If you use anything else, the reality distortion field around iPhone cameras collapses!


"Shot on iPhone" (10% by weight)

Assessing by weight seems like a pretty obvious-ish way to assess.

We could also do by volume? That would probably be even worse on iPhone's claim; I feel like phones are pretty dense? Lenses certainly can be, filled with heavy glass, but now a days there's also a big drive to make lenses lighter; reviews these days often have people surprised how relatively lightweight even a sizable lens is. It'd be fun to have total volume as a standard consumer spec item, so we could calculate average density.


Shooting on any FF body is totally missing the point. What in the world are you getting at?

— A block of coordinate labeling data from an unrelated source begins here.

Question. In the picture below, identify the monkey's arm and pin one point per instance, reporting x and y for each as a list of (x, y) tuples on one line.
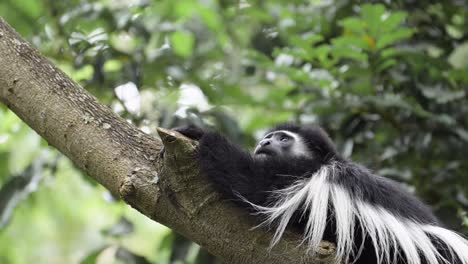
[(230, 168)]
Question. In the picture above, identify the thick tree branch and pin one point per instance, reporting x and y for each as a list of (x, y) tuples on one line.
[(126, 160)]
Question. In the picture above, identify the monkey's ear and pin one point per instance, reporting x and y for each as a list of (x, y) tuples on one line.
[(190, 131)]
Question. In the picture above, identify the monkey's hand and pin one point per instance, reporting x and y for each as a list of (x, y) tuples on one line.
[(191, 131)]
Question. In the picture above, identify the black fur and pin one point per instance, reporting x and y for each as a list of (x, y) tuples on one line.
[(236, 172)]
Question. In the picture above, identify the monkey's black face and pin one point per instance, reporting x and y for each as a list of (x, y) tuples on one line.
[(281, 143)]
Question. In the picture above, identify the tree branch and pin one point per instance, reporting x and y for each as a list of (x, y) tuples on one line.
[(125, 160)]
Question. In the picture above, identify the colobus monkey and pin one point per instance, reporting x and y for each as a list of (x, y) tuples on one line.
[(296, 178)]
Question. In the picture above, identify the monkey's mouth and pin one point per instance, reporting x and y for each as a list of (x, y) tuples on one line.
[(264, 151)]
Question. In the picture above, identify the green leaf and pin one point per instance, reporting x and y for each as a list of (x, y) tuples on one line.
[(182, 43), (353, 24), (459, 56), (394, 20), (373, 16), (393, 37)]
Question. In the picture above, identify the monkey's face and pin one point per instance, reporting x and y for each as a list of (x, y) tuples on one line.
[(281, 143)]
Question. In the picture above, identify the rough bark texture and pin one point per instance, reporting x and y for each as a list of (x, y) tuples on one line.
[(126, 160)]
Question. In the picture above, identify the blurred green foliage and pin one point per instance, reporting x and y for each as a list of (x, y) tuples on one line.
[(387, 81)]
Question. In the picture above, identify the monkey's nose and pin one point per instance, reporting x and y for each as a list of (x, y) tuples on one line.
[(265, 142)]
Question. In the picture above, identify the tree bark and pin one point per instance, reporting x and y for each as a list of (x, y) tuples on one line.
[(126, 161)]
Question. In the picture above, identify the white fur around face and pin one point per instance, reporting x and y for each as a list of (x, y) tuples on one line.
[(299, 149), (385, 230)]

Regardless of what you are thinking, the "not a full frame sensor" in the phone is kind of the point. As well as all of the "AI" processing done to the photons captured by whatever piece of glass is in front of it. It's this processing that makes the phone they are showcasing different than an "modern FF body" that you are suggesting.

You've clearly missed the point


Perhaps you've missed the point.

The iPhone in this use case has multiple limitations that make no sense in the use case where it is a glorified sensor.

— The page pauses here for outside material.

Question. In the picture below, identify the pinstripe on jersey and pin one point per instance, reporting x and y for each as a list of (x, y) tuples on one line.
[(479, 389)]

You can't swap the memory out, the memory is limited to begin with, you can't use attachments like monitors and other gear, etc.

If you're going to end up renting a huge professional rig to attach a sensor to it to get the same results as a typical FF or even APS-C camera, you've lost the message.

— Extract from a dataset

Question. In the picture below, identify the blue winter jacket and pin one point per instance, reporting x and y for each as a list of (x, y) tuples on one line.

In other words, "that rig is so big yet comes with so many limitations that it's foolish to not just use any normal camera body"


The point is that it is the internal recording that is being touted. It captures log. It captures ProRes. Even without the special lens, it still does all of that. To show that off, they put a really nice piece of glass in front of it. Even if they disable all of the AI processing, it's still really clean video.

Today, what is a normal camera body? BlackMagic's cinema cameras are not much larger than an iPhone Pro Max Ultra+ model. I have seen the BMD 16mm format camera with giant Angénieux lenses attached to them. The camera is barely noticeable. Not really sure what you're point about the camera size is, and why you're so focused on it. The fact that a small device like a phone can create the clean log ProRes file is the point.


It's not misleading.

iPhone has a lot of things that other bodies won't have. A chip powerful enough to do on-device editing, a top-tier calibrated OLED screen with 1600 nits HDR brightness, an extensive suite of apps, on-board AI, etc etc.

I think it's really cool to see these devices become even more capable.


Professionals will never use a rig like that, and the implication when they say "shot with iPhone" is that by buying iPhone you'll be able to shoot something like that, so it is misleading advertising.


Never say never. Steven Soderbergh shot Unsane with phones and I wouldn't be surprised if other commercial movies have been shot on phones.


True, it would be better to say 99% of professionals won't be using rigs like that for the time being, I was generalising.


The van diagram of people who

- can afford the rig showcased here

- use an iphone to shoot professional videos

- edit their videos in a mobile device

is empty


I mean, it can play Fortnite for all the good it does a cameraman. At the end of the day I don't think on-device editing and apps/AI is really a killer feature at all. People want the raw footage, and Apple pushed to make the iPhone capable of that early.

For that matter, does Apple still not offer a way to get regular RAW files from your phone, or are we still stuck in proprietary candyland?


Assuming you're talking about ProRAW, it's not proprietary or a closed format. They're just DNG files that adhere to the DNG 1.6 standard.